Ben Youssef Gaon is the last Jewish man in Alexandria. As the
president of the Jewish community in the city, he controls huge swathes
of property, including synagogues, cemeteries and commercial and
residential properties, all administered by a large team of Egyptians. A
campaign is under way to stop the property, much of it donated by Jews
fleeing after the 1956 Suez Canal crisis, going to the Egyptian state
when he retires.

In 1937, Egypt’s second city had a Jewish community of 25,000. Now it
has only one functioning place of worship. The imposing Eliahou Hanavi
Synagogue on Nebi Daniel Street had only two men at the erev Rosh
Hashanah service this year, Mr Gaon and an American embassy employee. In
previous years, a minyan from Israel made the trip for the High Holy
Days, but diplomatic relations have deteriorated following Egypt’s
revolution, and some sources say the group were refused visas.

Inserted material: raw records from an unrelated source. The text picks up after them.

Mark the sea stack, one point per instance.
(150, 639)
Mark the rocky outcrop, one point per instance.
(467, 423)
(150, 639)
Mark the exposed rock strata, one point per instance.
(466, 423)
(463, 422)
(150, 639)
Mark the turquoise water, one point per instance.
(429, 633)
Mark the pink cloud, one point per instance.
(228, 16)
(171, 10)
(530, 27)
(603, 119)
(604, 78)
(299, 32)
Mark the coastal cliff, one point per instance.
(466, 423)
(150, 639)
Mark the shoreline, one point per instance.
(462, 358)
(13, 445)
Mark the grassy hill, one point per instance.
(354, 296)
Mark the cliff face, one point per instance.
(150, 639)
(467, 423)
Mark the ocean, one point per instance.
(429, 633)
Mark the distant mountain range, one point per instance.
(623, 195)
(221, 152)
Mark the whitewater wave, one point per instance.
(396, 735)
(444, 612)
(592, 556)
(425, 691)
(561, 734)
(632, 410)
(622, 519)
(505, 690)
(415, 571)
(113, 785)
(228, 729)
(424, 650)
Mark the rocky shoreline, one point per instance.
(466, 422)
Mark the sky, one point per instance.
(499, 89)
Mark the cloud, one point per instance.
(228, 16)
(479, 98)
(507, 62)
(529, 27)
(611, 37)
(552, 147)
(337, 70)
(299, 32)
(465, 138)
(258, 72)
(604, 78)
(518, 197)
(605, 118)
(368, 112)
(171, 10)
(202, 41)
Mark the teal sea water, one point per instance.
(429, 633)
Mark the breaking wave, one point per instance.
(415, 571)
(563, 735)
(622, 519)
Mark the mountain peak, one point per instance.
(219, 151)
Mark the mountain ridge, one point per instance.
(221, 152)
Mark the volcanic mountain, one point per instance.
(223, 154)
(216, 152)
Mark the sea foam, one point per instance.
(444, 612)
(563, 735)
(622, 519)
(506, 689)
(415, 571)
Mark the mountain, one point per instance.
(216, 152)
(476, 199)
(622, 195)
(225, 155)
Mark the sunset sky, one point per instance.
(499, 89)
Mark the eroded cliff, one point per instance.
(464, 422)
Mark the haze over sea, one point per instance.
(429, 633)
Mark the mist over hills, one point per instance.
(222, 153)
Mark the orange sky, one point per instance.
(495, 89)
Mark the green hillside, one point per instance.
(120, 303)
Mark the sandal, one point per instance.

Stored in the synagogue are many precious sifrei Torah. The community
also holds genealogical records and other valuable religious and
cultural material, all of which may soon go to the Egyptian state.

A former cantor at Eliahou Hanavi, 81-year-old Geoffrey Hanson, whose
visa to visit Egypt has been refused for the past five years for
reasons unknown to him, is on a mission to protect the property, which
he estimates as worth 100 million euros.

Mr Hanson, who now lives in Israel, suggests a solution: “A group of
[ex-pat] Alexandrian Jews must come together and say they will run the
community after Mr Gaon.”

Roger Bilboul, president of the Paris-based Nebi Daniel Association,
which acts to preserve Jewish cultural and genealogical heritage in
Egypt, is broadly in agreement. “The idea of creating an international
committee which can take over is something we have put to the
government, but we have never had a response.”

Bureaucratic stumbling blocks have increased following the
revolution, but Mr Bilboul is optimistic. “We need to start knocking on
doors, establishing a relationship with the new people in power. We are
hoping to start by the end of this year.”

But the situation in Alexandria currently is “very, very dangerous,”
says Desiré Sakkal, director of the Historical Society of Jews from
Egypt, which is based in New York. This week, there was a fire on Nebi
Daniel Street, in which book kiosks were burned, showing the level of
anti-cultural feeling in the city. Although he supports the plan in
principle, to act now would be “pure madness,” Mr Sakkal said.

Mr Gaon has himself come in for criticism. His rival for the
presidency, Victor Balassiano, wrote an article for the Historical
Society accusing Mr Gaon of seizing power and changing the locks on the
synagogue while Mr Balassiano was on holiday.

He is also alleged to have converted to Islam, something required on
marriage to a Muslim woman in Egypt. However, Roger Bilboul asserts that
Mr Gaon is now divorced, and has documentation affirming his Jewish

Additionally, Mr Sakkal said: “Mr Gaon is [allegedly] an appointee of
the Egyptian state, so you have to be very suspicious”. Ben Youssef
Gaon himself was not available for comment.